L’une des limites de la nouvelle étude est que les chercheurs manquaient de données sur la dose exacte de glucocorticoïdes prescrits, et un autre inconvénient est que les données sur les ordonnances ne révèlent pas la fréquence à laquelle les gens ont effectivement pris des médicaments comme indiqué. Ce n’était pas non plus une expérience contrôlée conçue pour prouver si ou comment les glucocorticoïdes pouvaient directement causer des changements dommageables dans le cerveau.
« Nous ne pouvons pas tirer de conclusions définitives quant à savoir si les glucocorticoïdes ont causé les changements observés dans la structure et la fonction cérébrales qui ont été observés chez les utilisateurs de glucocorticoïdes systémiques et inhalés », déclare Joanna Spencer-Segal, M.D., Ph.D.professeur assistant de recherche au Michigan Neuroscience Institute à Ann Arbor, qui n’a pas participé à la nouvelle étude.
Cela dit, il est plausible que les changements dans le cerveau observés dans l’étude soient effectivement dus aux glucocorticoïdes, explique le Dr Spencer-Segal. « Les glucocorticoïdes systémiques sont connus pour provoquer des effets secondaires graves, surtout s’ils sont pris pendant une longue période », note-t-elle.

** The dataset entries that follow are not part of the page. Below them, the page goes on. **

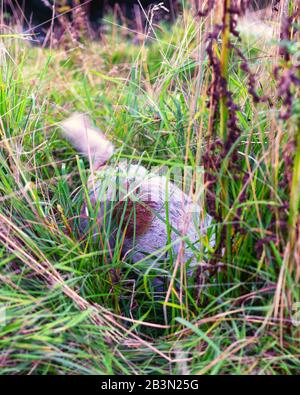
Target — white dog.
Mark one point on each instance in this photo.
(151, 214)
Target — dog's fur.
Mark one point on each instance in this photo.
(147, 222)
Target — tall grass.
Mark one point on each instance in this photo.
(74, 307)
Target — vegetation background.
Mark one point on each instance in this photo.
(173, 96)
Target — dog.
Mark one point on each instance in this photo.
(151, 215)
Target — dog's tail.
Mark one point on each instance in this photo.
(87, 139)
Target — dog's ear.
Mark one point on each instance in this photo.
(87, 139)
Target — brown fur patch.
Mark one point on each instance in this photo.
(136, 217)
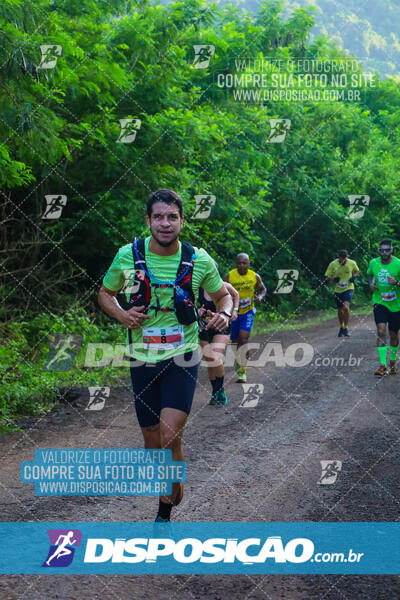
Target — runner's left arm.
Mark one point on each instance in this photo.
(261, 289)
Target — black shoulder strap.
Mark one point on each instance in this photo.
(187, 260)
(138, 252)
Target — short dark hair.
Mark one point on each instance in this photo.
(166, 196)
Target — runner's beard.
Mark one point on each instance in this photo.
(162, 242)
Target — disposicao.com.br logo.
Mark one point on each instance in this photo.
(200, 547)
(62, 547)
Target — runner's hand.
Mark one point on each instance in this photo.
(217, 321)
(202, 311)
(134, 317)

Dans de nombreux cas, les médecins peuvent être en mesure de traiter les patients sans utiliser ces médicaments. « Les personnes qui prennent des glucocorticoïdes devraient parler à leur médecin pour savoir si les glucocorticoïdes pourraient être diminués ou arrêtés », déclare Spencer-Segal. « N’arrêtez pas de prendre des glucocorticoïdes sans consulter votre médecin, car les arrêter brutalement peut être dangereux. »
Les patients asthmatiques en particulier doivent donner la priorité à la bonne gestion de leurs symptômes, dit Thomas Ritz, PhDprofesseur et directeur du programme de recherche sur la psychobiologie du stress, des émotions et des maladies chroniques à la Southern Methodist University de Dallas, qui n’a pas participé à la nouvelle étude.
« Nous savons depuis longtemps que nous devons éviter autant que possible les corticostéroïdes systémiques, tant que l’asthme n’est pas grave », explique le Dr Ritz. « Les corticostéroïdes inhalés sont depuis un certain temps le pilier du traitement « d’entretien » régulier de l’asthme. La clé ici est de trouver pour les patients la dose la plus faible possible qui contrôle bien leur asthme.